Volatilitas Harga dan Tindakan Darurat
Harga grosir listrik di Virginia naik di atas $1.800 pada hari Minggu, dibandingkan dengan sekitar $200 pada hari sebelumnya, yang menggambarkan volatilitas. Departemen Energi mengeluarkan perintah darurat yang memberi wewenang kepada operator jaringan listrik untuk mengerahkan generator cadangan di pusat data dan fasilitas lainnya, meskipun implikasi praktis dan otoritas federal masih belum jelas.
Implikasi Jangka Panjang
Badai ini menyoroti tantangan sistemik yang lebih luas: infrastruktur yang menua, peningkatan permintaan, dan bencana terkait iklim. Situasi ini menimbulkan pertanyaan apakah harga yang tinggi akan memberikan insentif kepada perusahaan-perusahaan AI untuk secara sukarela membatasi konsumsi energi selama puncak permintaan—sebuah langkah yang tidak mungkin dilakukan mengingat adanya insentif pasar saat ini.

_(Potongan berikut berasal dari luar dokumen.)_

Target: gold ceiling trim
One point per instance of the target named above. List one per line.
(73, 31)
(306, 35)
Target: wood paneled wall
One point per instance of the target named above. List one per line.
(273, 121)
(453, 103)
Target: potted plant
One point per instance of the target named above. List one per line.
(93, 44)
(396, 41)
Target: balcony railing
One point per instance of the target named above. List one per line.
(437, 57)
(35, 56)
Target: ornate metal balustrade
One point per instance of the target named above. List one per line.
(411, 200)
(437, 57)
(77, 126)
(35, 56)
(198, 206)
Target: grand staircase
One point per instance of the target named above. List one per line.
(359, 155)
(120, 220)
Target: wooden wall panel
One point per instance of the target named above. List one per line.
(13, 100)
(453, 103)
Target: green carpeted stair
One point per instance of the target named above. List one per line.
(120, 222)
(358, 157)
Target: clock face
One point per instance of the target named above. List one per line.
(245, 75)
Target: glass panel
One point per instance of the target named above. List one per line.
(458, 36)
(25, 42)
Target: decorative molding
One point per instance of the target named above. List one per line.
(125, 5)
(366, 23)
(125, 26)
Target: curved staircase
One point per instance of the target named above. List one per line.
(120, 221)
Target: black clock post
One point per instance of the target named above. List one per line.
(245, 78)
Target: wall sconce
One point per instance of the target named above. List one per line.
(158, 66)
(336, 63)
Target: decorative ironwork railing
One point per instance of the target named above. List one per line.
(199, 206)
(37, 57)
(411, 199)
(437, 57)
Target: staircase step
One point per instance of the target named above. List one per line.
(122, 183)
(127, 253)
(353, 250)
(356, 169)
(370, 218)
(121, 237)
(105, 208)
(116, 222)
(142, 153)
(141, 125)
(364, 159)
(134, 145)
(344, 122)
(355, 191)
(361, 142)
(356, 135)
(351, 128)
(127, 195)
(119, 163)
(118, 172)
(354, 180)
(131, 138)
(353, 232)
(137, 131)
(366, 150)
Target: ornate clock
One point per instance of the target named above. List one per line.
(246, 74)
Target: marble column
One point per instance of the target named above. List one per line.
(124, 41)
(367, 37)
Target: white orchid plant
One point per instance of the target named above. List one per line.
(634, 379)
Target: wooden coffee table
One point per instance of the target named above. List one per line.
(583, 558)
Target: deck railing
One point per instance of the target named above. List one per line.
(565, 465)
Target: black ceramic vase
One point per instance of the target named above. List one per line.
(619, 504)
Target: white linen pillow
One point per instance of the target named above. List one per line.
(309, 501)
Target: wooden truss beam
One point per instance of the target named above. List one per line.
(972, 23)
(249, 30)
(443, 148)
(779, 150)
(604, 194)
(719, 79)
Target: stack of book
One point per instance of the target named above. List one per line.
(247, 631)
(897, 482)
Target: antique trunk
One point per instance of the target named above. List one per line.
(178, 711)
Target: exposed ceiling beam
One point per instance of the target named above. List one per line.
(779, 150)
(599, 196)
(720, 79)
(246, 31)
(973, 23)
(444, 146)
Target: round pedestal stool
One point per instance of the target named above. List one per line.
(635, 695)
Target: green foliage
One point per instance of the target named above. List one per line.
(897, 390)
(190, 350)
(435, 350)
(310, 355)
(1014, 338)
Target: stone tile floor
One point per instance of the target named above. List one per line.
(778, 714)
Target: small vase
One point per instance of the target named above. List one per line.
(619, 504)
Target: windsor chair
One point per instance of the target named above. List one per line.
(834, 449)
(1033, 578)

“Saat ini, ada begitu banyak hype. Mereka hampir tidak peduli berapa harga listrik, itu tidak terlalu penting dalam hal menghasilkan nilai AI.”
Peristiwa ini menjadi sebuah peringatan. Amerika harus mengatasi kerentanan jaringan listriknya atau berisiko mengalami pemadaman listrik yang lebih parah seiring meningkatnya permintaan dan semakin seringnya cuaca ekstrem.